Now, a lot of these things get better if people stop using, and in fact we have evidence that if teenagers stop using for at least a month, we see that their sleep quality improves and we also see that some of the cognitive functioning improves, although not all of it. And there is a longitudinal study showing that if you start before 18 again, using regularly, not just a couple times but at least once a week, that we see the biggest drop in IQ – eight points IQ loss –that’s very significant. And the people who use in their teens never as adults – even though they didn’t use as adulthood, never got back on the trajectory you would have predicted. Now, that study is by Meyer and colleagues. One problem with it is that in the end, there’s a pretty small sample size of the teenage regular use onset. And so, when you’re thinking policy, it’s not just the heavy users, although they drive the majority of the market and that’s why I’m concerned – and everyone’s talking about adults – but frankly, people start using in their teens and the heaviest users are in their teens and young adults.

So, if we change adult policy, we really need to make sure that we have all of the safeguards in place to protect use in teens. And I want parents and teachers and physicians to start taking marijuana use seriously in young people and really educate them that if they use regularly, they may be changing the structure of their brain and they may not reach their full potential.

Audrey Hamilton: Now Tetrahydrocannabinol, commonly called THC – I’m glad I got that out of my system – is the major psychoactive chemical in marijuana. Why is it important to consider the potency of these drugs?

Krista Lisdahl: It’s a really great question. What we’ve seen over the past 20 years or so is that the average THC content in marijuana joints was about five, six, seven percent. It is now up to 15 to 18 percent and they’re also making products for basically their burning oils down and purifying them down to almost 28 percent THC.

Now it’s possible that people could be smoking a joint with high THC content and just inhale less to kind of control that dose although we need more evidence that that’s what they’re actually doing.
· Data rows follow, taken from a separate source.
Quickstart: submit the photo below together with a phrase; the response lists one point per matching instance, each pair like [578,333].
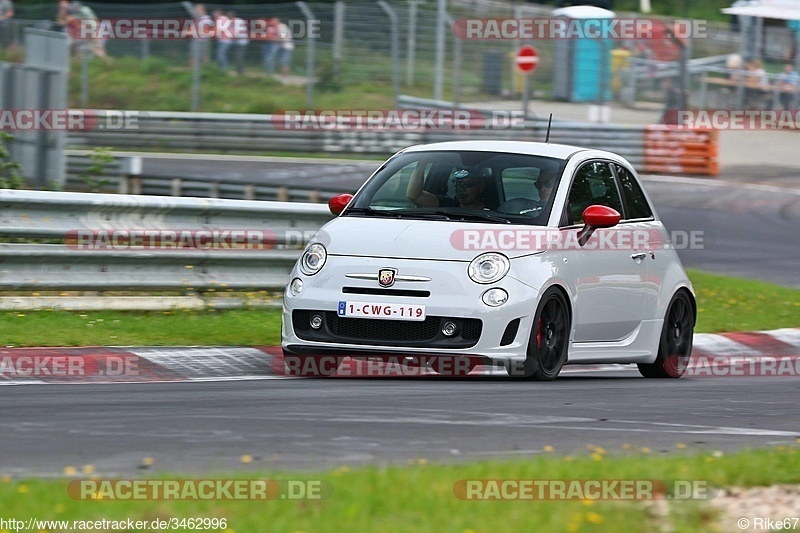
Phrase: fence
[124,175]
[388,43]
[75,265]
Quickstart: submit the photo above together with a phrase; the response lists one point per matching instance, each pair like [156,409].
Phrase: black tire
[675,346]
[547,347]
[311,366]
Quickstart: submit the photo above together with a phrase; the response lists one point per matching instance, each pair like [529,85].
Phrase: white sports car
[520,254]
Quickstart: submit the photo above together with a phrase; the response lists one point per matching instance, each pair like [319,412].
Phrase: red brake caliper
[539,334]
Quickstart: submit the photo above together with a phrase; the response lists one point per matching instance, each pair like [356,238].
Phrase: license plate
[384,311]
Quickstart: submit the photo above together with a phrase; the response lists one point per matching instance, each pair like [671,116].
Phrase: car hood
[428,239]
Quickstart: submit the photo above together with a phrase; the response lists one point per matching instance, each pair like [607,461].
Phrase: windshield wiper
[451,215]
[370,211]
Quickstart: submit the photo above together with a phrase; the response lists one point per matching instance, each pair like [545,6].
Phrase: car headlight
[488,268]
[313,259]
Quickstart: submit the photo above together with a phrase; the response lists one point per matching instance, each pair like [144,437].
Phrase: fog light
[296,286]
[495,297]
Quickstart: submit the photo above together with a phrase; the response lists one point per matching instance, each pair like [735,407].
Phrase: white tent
[771,9]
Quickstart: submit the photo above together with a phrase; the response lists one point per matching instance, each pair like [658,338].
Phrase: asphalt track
[320,423]
[312,423]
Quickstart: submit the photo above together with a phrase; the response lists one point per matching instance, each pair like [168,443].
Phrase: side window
[593,185]
[634,197]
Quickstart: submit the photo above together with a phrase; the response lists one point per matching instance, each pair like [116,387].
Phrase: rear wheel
[675,346]
[311,366]
[547,347]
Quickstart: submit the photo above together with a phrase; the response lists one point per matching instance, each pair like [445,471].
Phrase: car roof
[558,151]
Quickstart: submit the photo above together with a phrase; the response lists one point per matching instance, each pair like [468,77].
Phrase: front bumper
[499,333]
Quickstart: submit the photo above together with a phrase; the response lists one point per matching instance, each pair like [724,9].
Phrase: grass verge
[422,497]
[724,304]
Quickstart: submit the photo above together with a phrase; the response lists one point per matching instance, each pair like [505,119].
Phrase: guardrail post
[338,36]
[130,180]
[395,43]
[411,44]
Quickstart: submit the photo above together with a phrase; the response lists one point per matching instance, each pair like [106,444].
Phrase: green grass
[724,304]
[157,85]
[737,304]
[240,327]
[421,496]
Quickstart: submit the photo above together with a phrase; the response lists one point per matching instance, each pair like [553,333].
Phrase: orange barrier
[672,150]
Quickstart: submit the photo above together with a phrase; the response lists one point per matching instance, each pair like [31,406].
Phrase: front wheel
[675,346]
[547,347]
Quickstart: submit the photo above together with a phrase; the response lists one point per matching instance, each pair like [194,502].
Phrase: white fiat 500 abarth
[520,254]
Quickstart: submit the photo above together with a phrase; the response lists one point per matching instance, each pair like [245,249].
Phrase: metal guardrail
[653,149]
[70,265]
[258,133]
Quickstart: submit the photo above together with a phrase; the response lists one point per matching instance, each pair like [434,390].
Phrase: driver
[469,190]
[545,187]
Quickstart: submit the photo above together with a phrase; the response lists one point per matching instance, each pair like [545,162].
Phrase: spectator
[75,15]
[6,12]
[271,45]
[200,45]
[756,83]
[224,38]
[241,41]
[286,47]
[672,101]
[733,62]
[788,83]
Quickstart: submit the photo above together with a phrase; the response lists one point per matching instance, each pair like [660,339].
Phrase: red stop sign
[527,59]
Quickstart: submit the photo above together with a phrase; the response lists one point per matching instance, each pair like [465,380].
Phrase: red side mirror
[338,203]
[601,216]
[595,217]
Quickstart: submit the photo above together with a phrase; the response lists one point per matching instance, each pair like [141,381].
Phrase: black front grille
[383,330]
[423,333]
[386,292]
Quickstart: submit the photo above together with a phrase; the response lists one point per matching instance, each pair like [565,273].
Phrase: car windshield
[494,187]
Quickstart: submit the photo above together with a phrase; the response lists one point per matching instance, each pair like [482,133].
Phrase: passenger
[469,190]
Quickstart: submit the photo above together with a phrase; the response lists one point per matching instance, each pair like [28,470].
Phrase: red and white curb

The other problem of this, though, is that as they’re kind of creating these strains with really high THC, what’s happened is another component of marijuana called cannabidiol, is going down. And what we know is cannabidiol actually has opposing effects to THC in the brain and it seems to be neuro-protective. It actually reduces anxiety and there are some human studies that show if someone is smoking marijuana with high content of cannabidiol, then they have fewer cognitive effects both while they’re smoking and then a few days later.

We need more evidence to figure out, like, what is the safer ratio of THC versus cannabidiol. But, this is something that a lot of government agencies are really considering. So for example, the Netherlands are thinking about capping the THC levels at 15 percent and other folks like myself are really trying to push them to also consider increasing the minimum requirement of cannadibiol.

Audrey Hamilton: What about medical marijuana? Does that have a high THC count or is that regulated at all?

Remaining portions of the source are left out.